Like beer, each soda has about 150 calories. What’s worse, however, is that soda is generally loaded with processed sugars, which will surely derail any attempts at toning your core. And if you think that drinking diet or zero-cal stuff is fine, think again. According to a study in the Yale Journal of Biology and Medicine, folks who drank diet soda regularly actually end up gaining more weight than those who drink regular soda. In other words, if abs are your goal, steer clear of the stuff entirely.
One of the best tricks for getting six-pack abs is to lose some weight, even if it’s just a few pounds. And one of the best ways to lose weight is to adhere to the 80-20 method. Since it takes your brain about 20 minutes to “catch up” to your stomach and realize that, hey, you’re full, oftentimes, you’ll eat more than you need to. So eat 80 percent of what you’d normally eat, then wait 20 minutes. If you’re still hungry, eat the remaining 20 percent of your portion. But chances are, you won’t be hungry one bit. And for more great ways to lose weight, master the 20 Techniques Successful Dieters Share.

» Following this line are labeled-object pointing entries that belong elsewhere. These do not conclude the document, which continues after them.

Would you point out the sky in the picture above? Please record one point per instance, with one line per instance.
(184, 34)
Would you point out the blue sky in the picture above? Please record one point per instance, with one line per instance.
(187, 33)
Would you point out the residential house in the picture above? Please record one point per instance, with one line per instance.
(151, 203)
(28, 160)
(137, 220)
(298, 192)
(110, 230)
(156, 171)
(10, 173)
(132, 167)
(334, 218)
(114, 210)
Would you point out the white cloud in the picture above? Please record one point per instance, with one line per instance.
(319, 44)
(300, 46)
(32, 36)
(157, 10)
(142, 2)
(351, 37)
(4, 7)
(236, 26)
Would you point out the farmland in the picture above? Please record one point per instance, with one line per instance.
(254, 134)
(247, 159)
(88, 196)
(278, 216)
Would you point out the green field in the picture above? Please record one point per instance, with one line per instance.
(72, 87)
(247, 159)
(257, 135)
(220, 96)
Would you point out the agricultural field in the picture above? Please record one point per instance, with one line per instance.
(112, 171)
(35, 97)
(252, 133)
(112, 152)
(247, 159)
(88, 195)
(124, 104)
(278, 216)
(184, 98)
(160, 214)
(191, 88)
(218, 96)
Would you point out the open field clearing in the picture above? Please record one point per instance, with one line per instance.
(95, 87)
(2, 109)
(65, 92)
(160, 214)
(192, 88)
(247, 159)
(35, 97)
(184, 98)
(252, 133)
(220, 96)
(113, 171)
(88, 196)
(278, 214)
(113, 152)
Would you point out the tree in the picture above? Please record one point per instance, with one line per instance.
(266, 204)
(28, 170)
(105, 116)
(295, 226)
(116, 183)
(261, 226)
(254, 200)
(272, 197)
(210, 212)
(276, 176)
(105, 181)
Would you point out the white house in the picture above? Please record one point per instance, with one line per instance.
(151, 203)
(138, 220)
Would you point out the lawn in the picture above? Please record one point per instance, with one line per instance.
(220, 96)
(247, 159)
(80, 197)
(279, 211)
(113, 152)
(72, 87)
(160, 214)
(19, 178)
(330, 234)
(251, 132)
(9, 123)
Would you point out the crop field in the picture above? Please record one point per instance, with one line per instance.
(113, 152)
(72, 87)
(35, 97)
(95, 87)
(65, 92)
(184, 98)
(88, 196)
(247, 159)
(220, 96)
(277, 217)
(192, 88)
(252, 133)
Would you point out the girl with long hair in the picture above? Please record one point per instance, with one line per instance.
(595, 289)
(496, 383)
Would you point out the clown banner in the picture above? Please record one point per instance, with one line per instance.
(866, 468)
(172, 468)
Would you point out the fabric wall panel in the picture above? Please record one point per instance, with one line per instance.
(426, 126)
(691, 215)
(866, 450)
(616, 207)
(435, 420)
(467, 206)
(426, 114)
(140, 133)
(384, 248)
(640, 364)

You’ve been doing them for years, and for good reason. Crunches are one of the best exercises for toning the top of your abs—or the part that, when defined, more than any other part of your body, really makes it look like you have a magazine-worthy midriff. So don’t stop doing them now.
“Ultimately, it’s not rocket science,” says Avedon. “[Just] be consistent and workout at least three times a week.”